Concept of Coercion, Undue Influence and their differences

Concept of Coercion, Undue Influence and their differences



One of the important factors of a valid contract is Free Consent. Under this head several important topics fall like Coercion, Undue Influence, Fraud and Misrepresentation. Now parties usually agree upon the same thing in the same sense. If they do not, then there is no contract.

Section 13 of Indian contract Act therefore lays down, that two or more person are said to consent, when they agree upon the same thing in the same sense.

PARTIES AD IDEM – Meeting of the minds of both the parties. It is essential element to create a contract that both the parties agree to same thing in the same sense. If the parties are not ad idem on the subject matter about which they are negotiating, then there is no consensus ad idem i.e, no real agreement between them. When their minds are directed to different objects it is obvious that there is no agreement. Thus if two persons enter into an apparent contract concerning a particular person or ship and it turns out that each of them misled by the similarity of name had a different person or ship in mind , no contract would exist between them.

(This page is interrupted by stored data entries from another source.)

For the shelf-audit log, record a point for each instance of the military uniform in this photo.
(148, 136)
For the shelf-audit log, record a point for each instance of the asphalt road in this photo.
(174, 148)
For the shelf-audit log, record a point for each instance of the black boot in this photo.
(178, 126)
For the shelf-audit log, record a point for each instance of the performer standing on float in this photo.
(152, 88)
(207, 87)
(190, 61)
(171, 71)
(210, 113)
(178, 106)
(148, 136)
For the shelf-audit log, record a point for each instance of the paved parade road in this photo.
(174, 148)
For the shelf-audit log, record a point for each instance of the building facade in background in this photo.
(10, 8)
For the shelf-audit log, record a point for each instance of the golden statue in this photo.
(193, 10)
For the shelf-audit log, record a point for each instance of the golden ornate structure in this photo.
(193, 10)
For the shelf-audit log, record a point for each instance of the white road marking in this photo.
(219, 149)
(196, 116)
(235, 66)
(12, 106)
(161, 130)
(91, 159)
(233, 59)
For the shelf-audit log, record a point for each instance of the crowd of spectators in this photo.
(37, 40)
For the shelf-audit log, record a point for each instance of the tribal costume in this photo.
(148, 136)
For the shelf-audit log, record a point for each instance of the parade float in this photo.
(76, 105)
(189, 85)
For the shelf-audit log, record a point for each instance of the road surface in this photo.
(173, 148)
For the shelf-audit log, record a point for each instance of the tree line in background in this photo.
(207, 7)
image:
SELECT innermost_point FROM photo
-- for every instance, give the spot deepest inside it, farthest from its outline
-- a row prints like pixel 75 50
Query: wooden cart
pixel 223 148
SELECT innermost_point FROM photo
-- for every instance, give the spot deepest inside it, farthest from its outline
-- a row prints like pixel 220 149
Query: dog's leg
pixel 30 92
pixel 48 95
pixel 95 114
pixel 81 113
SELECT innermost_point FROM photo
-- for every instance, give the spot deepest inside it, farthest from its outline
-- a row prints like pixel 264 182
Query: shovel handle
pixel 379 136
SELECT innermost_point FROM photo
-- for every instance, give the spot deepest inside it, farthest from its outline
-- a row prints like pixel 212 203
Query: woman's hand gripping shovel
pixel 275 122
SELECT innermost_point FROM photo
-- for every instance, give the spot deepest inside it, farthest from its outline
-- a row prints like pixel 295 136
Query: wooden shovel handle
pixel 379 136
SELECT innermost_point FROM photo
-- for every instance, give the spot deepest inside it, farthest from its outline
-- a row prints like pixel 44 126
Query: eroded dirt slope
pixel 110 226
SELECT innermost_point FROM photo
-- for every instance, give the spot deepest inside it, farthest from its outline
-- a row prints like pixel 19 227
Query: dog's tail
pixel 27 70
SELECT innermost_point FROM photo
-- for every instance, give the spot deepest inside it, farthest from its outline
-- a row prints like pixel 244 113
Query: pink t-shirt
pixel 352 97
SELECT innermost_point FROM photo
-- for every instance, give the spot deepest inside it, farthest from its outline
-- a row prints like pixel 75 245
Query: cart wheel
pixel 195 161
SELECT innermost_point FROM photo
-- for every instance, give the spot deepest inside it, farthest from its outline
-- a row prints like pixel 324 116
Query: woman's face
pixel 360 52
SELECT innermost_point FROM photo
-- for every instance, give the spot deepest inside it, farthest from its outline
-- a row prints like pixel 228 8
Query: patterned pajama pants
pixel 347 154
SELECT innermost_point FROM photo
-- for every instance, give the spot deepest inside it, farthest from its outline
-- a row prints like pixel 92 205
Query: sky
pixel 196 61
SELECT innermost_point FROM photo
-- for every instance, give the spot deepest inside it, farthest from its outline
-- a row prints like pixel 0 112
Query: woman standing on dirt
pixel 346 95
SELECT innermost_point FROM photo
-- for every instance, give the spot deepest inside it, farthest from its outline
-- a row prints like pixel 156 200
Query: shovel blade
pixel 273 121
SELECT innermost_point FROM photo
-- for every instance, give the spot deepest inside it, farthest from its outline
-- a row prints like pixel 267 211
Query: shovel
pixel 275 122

A and B entered into a sale contract for 125 bales of cotton coming from Bombay by a ship called “Peerless”. There were actually two ships by this name and whilst A had one ship in mind and B thought it was the other. The court held that A and B’s minds were not meeting so the agreement is void.


Now parties to a contract may agree upon the same thing in the same sense. But mere consent is not enough; consent must also be free.

Under section 14, consent is said to be free, when it is not caused by –

  1. Coercion
  2. Undue influence
  3. Fraud
  4. Misrepresentation
  5. Mistake

Where there is no consent , there can be no contract at all. Where there is consent but no free consent there is a contract which is voidable at the option of the party whose consent wasn’t free. Otherwise where there is no free consent the contract is void.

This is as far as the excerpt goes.